BRITAIN’S top shares powered ahead at the start of the new trading year yesterday as upbeat economic data from the United States, Europe and China boosted risk appetite and helped investors set aside fears over the Eurozone debt crisis.
The pace of growth in the US manufacturing sector accelerated in December, its best month since June, as US construction spending in November surged to a near 18-month high.
The data added to earlier optimism triggered by better Chinese manufacturing and service data and German unemployment which fell more than forecast.
Stefan Angele, head of investment management at Swiss & Global Asset Management, which has around Sw Fr 80bn (£55m) of funds under management, said that while the European sovereign debt crisis posed a big threat, “any positive news that reduces uncertainty and improves sentiment might lead to a re-pricing of equities on a higher level”.
The UK benchmark ended up 127.63 points, or 2.3 per cent, at its session peak of 5,699.91 – its highest close since 28 October. The index ended well above its 200-day moving average around 5,610.
Miners, which fell around 30 per cent in 2011, contributed more than a third of the FTSE 100’s gains, led higher by a 9.5 per cent jump in Kazakhmys, as the strong manufacturing data from the United States and China buoyed the outlook for demand in the sector.
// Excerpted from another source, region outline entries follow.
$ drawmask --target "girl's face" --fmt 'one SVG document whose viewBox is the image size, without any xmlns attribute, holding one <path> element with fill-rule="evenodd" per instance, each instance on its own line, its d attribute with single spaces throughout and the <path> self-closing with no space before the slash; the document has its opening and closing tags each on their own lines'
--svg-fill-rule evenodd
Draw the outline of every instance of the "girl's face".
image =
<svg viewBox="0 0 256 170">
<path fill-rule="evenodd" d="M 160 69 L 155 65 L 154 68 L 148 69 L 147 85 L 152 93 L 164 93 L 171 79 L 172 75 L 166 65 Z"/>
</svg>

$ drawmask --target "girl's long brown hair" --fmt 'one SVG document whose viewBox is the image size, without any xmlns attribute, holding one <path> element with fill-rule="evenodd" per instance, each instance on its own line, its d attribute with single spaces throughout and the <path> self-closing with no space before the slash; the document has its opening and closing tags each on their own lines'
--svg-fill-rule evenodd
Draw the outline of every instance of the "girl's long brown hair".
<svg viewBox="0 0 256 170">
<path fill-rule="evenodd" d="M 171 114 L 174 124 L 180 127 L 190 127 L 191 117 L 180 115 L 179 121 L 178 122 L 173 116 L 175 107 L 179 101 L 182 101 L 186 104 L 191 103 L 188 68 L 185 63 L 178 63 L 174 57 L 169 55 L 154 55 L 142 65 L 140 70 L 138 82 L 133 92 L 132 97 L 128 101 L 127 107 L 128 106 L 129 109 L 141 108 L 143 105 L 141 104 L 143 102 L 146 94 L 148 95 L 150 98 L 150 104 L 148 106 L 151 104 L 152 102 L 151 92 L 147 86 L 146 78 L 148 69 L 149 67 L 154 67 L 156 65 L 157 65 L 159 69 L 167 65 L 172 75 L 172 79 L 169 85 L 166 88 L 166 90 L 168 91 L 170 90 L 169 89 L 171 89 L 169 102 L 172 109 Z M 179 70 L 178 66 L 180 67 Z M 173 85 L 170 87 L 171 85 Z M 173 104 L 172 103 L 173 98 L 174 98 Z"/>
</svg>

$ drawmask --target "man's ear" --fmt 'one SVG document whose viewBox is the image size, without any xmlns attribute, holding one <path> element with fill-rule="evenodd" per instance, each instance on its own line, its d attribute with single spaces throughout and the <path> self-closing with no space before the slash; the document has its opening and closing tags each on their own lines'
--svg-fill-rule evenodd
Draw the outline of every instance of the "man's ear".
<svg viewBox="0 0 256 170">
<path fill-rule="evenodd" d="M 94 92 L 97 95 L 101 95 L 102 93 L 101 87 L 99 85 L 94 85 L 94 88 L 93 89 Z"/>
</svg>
Jefferies International said that equities are cheap compared to bonds, but the asset class could be trapped in a range until the velocity of money increases in the global economy.
“Equities will show modest double digit returns but for the best part of the year will be range bound, in our view. The implicit faith equity investors have in policy makers will be tested again and may mean trendless markets until QE [quantitative easin] is adopted,” the investment bank said in a note.
Lex van Dam, hedge fund manager at Hampstead Capital which manages $500m (£319m) of assets, said that if the market remains firm “people will have to buy because of the fear of missing out”.
“The fundamentals won’t be as important right now unless they really change significantly either way,” he said.
Buyers came in for banks, with Barclays the best off, up 5.8 per cent, as Citigroup upped its target price for the lender to 245p from 230p and repeated its “buy” rating, saying it believes BarCap can be a winner in the consolidating world of capital markets.
Banks – around 30 per cent lower in 2011 – also climbed as investors dipped into riskier assets perceived to have been dealt with harshly in 2011 on the back of fears over the health of the global economy.
Meanwhile European stocks rose to their highest close in five months after US and Chinese manufacturing data boosted investor confidence and helped shift attention away from the Eurozone.
The FTSEurofirst 300 index of top European shares rose 1.6 per cent to end the session provisionally at 1,027.67 points, the highest close since early August.
The STOXX Europe 600 Basic Resources Index jumped 5.4 per cent, as copper prices hit three-week highs.